Sezioni
12/06/2026 ore 15.09
Economia e Lavoro

Calabria regina delle api: terza in Italia per alveari e oltre 2.300 tonnellate di miele l’anno

La regione consolida il suo ruolo tra i leader nazionali dell’apicoltura con 2.184 aziende, 159 mila alveari censiti e una produzione che vale l’8,4% del totale italiano

di Redazione

La Calabria si conferma una delle principali potenze apistiche del Paese. Con 2.184 aziende registrate, circa 159.067 alveari censiti e una produzione annua di oltre 2.300 tonnellate di miele, la regione rafforza il proprio ruolo strategico all'interno del comparto nazionale, rappresentando l'8,4% della produzione italiana.

I dati sono stati presentati nel corso di un incontro alla Cittadella regionale alla presenza dell'assessore all'Agricoltura Gianluca Gallo, del direttore generale del Dipartimento Agricoltura Giuseppe Iiritano e del dirigente del settore Ambiente e Zootecnia del Servizio fitosanitario regionale Giovanni Pondullo.

I numeri certificano una crescita costante. La Calabria occupa il terzo posto in Italia per numero di alveari censiti nella Banca dati nazionale apistica, il secondo posto per numero di alveari commerciali e il quarto posto per produzione complessiva di miele. Sul territorio regionale sono presenti circa 7.108 apiari distribuiti in maniera capillare tra le aree montane della Sila, le zone interne e le fasce costiere.

Tra le produzioni più rappresentative figurano i mieli di sulla, agrumi, castagno, millefiori, eucalipto e melata, espressione diretta della ricca biodiversità calabrese.

Particolarmente significativo è il livello di professionalizzazione raggiunto dal settore.
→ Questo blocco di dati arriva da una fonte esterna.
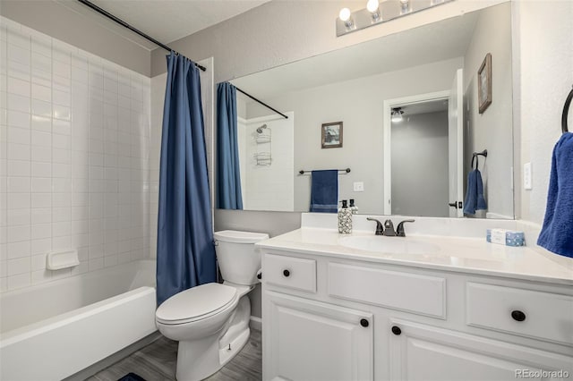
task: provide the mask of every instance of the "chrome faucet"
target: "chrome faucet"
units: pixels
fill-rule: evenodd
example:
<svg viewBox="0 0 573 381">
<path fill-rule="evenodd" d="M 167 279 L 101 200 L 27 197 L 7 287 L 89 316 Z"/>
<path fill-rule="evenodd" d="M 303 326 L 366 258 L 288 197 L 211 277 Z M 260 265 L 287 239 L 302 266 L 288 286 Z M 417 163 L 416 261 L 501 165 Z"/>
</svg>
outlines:
<svg viewBox="0 0 573 381">
<path fill-rule="evenodd" d="M 392 224 L 392 220 L 390 219 L 384 221 L 384 235 L 387 237 L 396 236 L 396 231 L 394 230 L 394 224 Z"/>
<path fill-rule="evenodd" d="M 384 234 L 384 226 L 382 226 L 382 223 L 378 221 L 376 218 L 366 217 L 368 221 L 376 221 L 376 235 L 383 235 Z"/>
<path fill-rule="evenodd" d="M 398 224 L 396 229 L 396 235 L 398 237 L 406 237 L 406 232 L 404 231 L 404 223 L 415 222 L 415 220 L 404 220 Z"/>
<path fill-rule="evenodd" d="M 406 232 L 404 231 L 404 224 L 405 223 L 412 223 L 415 220 L 404 220 L 401 221 L 398 224 L 398 228 L 394 230 L 394 224 L 392 220 L 387 219 L 384 221 L 382 224 L 381 222 L 372 217 L 366 217 L 368 221 L 375 221 L 376 222 L 376 232 L 374 234 L 376 235 L 385 235 L 387 237 L 406 237 Z"/>
</svg>

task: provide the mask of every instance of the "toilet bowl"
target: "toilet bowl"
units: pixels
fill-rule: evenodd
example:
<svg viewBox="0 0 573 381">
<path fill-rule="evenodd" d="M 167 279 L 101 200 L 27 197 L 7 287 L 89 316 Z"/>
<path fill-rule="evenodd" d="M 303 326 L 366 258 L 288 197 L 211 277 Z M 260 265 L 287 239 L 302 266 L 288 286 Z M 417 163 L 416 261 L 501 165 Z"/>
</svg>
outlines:
<svg viewBox="0 0 573 381">
<path fill-rule="evenodd" d="M 214 236 L 225 282 L 181 292 L 156 311 L 159 332 L 179 342 L 179 381 L 201 380 L 217 372 L 241 351 L 250 335 L 247 293 L 254 288 L 261 267 L 261 254 L 254 243 L 269 235 L 223 231 Z"/>
</svg>

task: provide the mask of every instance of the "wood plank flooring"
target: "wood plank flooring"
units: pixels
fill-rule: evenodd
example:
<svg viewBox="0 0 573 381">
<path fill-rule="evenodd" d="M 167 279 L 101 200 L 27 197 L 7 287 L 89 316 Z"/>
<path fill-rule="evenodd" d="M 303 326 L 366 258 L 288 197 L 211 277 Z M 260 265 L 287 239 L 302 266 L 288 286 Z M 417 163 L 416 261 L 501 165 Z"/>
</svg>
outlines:
<svg viewBox="0 0 573 381">
<path fill-rule="evenodd" d="M 261 331 L 251 330 L 251 337 L 243 350 L 208 381 L 260 381 L 262 379 Z M 166 337 L 133 353 L 100 371 L 89 381 L 116 381 L 133 372 L 147 381 L 175 380 L 177 342 Z M 182 380 L 183 381 L 183 380 Z"/>
</svg>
Pur rappresentando appena l'1% degli apicoltori italiani, la Calabria destina alla commercializzazione il 95% della propria produzione, una quota nettamente superiore alla media nazionale, ferma all'82%. Anche la dimensione media delle aziende evidenzia una maggiore strutturazione: ogni impresa possiede mediamente 230 alveari, contro i 90 della media italiana.

«Negli ultimi anni abbiamo assistito a una forte evoluzione del sistema mellifero calabrese» ha dichiarato l'assessore Gianluca Gallo. «Sono aumentate le produzioni, il numero degli alveari e la capacità dei produttori di valorizzare il miele attraverso l'invasettamento e la commercializzazione diretta. Abbiamo dotato il settore di una legge quadro e investiamo circa 3 milioni di euro all'anno per sostenere una filiera che rappresenta una delle migliori espressioni della biodiversità calabrese».

Importanti risultati arrivano anche sul fronte degli investimenti. Il nuovo intervento Sra18 del Complemento di sviluppo rurale 2023-2027 ha registrato 393 domande di sostegno, quasi il doppio rispetto alle 214 della precedente programmazione. Sono stati finanziati 336 beneficiari, pari all'85,5% delle richieste presentate, per una spesa di circa 1,48 milioni di euro.

Gli alveari coinvolti dagli interventi di sostegno sono saliti a circa 93 mila, facendo registrare un incremento del 34,7% rispetto ai 60.734 della precedente programmazione.

«La Regione Calabria investe complessivamente circa 3 milioni di euro l'anno nel comparto tra fondi ministeriali e programmazione comunitaria» ha spiegato Giovanni Pondullo. «Oggi contiamo circa 750 aziende che producono reddito e un sistema sempre più orientato alla qualità e alla commercializzazione».

La dotazione finanziaria destinata all'apicoltura è stata incrementata fino a circa 7,5 milioni di euro. Nel solo 2025 il programma dedicato al miglioramento, alla valorizzazione e alla commercializzazione dei prodotti dell'apicoltura ha consentito di liquidare oltre 1,43 milioni di euro, pari al 99% delle risorse disponibili.

Un altro elemento di forza è rappresentato dalla crescente organizzazione del comparto. La collaborazione tra le associazioni di categoria e il riconoscimento dell'Organizzazione dei produttori Apica stanno contribuendo a rendere più competitiva l'intera filiera.

Oggi oltre il 90% del miele prodotto in Calabria raggiunge i mercati del Nord Italia, mentre aumenta la partecipazione delle aziende regionali alle principali fiere nazionali e internazionali. L'obiettivo è consolidare la presenza sui mercati esteri e trasformare il miele calabrese in uno degli ambasciatori più autorevoli dell'agroalimentare regionale nel mondo.